I am sure you had this experience: you were doing online shopping, saw a great deal and clicked the “Pay” button with internet banking. But then, oops, an error popped up, it said: “Sorry, something went wrong, the transaction failed, please try again later”. “Haiya!” It’s so frustrating. Maybe you are fed up already and just leave it. But hold on, I urge you to think about it, “what’s the job to be done” when you’re using a product or service. This is an important question.
In my past life, I was working in the bank as a technical lead. And I realised, the world of banking is full of acronyms. The bank I used to work at is an acronym as well, it’s called HSBC, which stands for How Simple Becomes Complicated. If you think a button on the internet banking is simple, then you are wrong. You have no idea how complicated the process is. It includes the business team to gather the requirements, the designer team to make the design and the development team to write the software, test it and deploy it to production. It usually takes two weeks, just to change one single character on the website.
I was in a team called ASD-ASP, which means Accelerated Scaled Delivery in the Asia Pacific. And my job was to build regional features. For those of you from Malaysia, probably you used a service called FPX, the Financial Process Exchange from PayNet. A similar service in Singapore is called PayNow.
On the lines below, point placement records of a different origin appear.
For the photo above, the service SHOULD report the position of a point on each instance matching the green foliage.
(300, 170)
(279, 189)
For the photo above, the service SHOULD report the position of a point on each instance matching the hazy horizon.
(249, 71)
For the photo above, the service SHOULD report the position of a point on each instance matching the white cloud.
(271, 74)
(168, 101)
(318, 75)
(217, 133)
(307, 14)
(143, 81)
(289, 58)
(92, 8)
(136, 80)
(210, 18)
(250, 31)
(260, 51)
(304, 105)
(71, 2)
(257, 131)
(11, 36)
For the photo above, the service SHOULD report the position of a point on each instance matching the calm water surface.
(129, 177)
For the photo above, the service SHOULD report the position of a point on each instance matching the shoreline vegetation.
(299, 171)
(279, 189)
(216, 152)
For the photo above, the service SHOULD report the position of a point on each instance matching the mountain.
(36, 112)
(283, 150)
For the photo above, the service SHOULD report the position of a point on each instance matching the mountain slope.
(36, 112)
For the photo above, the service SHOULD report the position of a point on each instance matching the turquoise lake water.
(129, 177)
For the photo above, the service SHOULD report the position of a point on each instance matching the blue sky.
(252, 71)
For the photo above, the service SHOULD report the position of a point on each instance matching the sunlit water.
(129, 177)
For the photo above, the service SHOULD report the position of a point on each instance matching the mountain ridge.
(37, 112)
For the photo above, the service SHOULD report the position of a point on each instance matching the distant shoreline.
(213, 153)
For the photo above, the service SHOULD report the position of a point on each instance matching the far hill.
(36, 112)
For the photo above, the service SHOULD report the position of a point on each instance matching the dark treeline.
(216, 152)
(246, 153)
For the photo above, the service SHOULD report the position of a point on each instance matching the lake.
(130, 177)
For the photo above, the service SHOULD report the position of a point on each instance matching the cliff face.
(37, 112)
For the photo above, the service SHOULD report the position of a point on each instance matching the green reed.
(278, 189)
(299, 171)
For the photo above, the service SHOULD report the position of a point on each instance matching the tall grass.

After months of hard work, I built the feature and launched it to production, and I thought, “Finally! my job is done.” When you buy an earphone on Shopee, you can select FPX as a payment method. Once you click the “pay” button, and the transaction is successful. I feel proud of my work.
Until, later on, I receive feedback from real customers. Imagine you are visually impaired, you can’t see the website, and you need to use your ear to listen to the accessibility tool. You have no idea there are only 10 minutes for you to complete the transaction. And when you navigate the page, find the timer and it read out loud: “10 minutes left, 9 minutes 59 seconds, 9 minutes 58 seconds…” and it keeps read aloud every second to drive you crazy, so you have no time to complete the transaction. This is a real pain point for a customer, and I realised, my job was not done.
I was trying to rectify the problem, but it was nearly impossible in a large organisation. When I talked to the business analysts, they said “no, my job was done”, they only care about making a profit from the majority, while the minority is not the priority. When I talked to the designers, they said “no, my job was done”, they want to design fancy animations to attract more customers instead of caring about those who are blind. When I talked to the engineers, they said “no, my job was done”. They delivered the software and now they want to move on with cutting edge technology, in machine learning and blockchain.
I wasn’t able to persuade my colleagues because I didn’t know Aristotle’s three appeals: Ethos, Logos and Pathos at that time. But now, I would like to ask you for your help, from everyone of you, you are the customer. When you hire a product or service, think about it for a second: “What is the job to be done?”
This is the framework proposed by Clayton Christensen, who is a Harvard Business School professor. His theory is built around a central question: “ what is the job a person is hiring a product to do?” Once you understand the job, how to improve the product becomes obvious.
Let me tell you the job when I use online banking, I just want to make a successful transaction. Who cares about the fancy animation or if it’s using AI or cryptocurrency – I don’t care. It turns out the product team was asking the wrong questions and solving the wrong problem. We need to do our job better than any of the competitors. Make successful transactions for everyone, including those who are visually impaired. In fact, every transaction counts, and the Malaysian government has a regulatory requirement with a 70% success rate on FPX transactions. Otherwise, the bank would get a penalty.
There is an elephant in the room, and the job was not done. Next time, when you do online banking and hit an error, what should you do? Think about it, what’s the “job to be done?” Show your empathy to those people who shared the same frustration, including those visually impaired. Tell the bank what you want as a customer. Tell the bank the outcomes that you want to see. Tell the bank to get their job done. You can make a change happen by voicing out your feedback. Don’t underestimate it. Be the change that you want to see.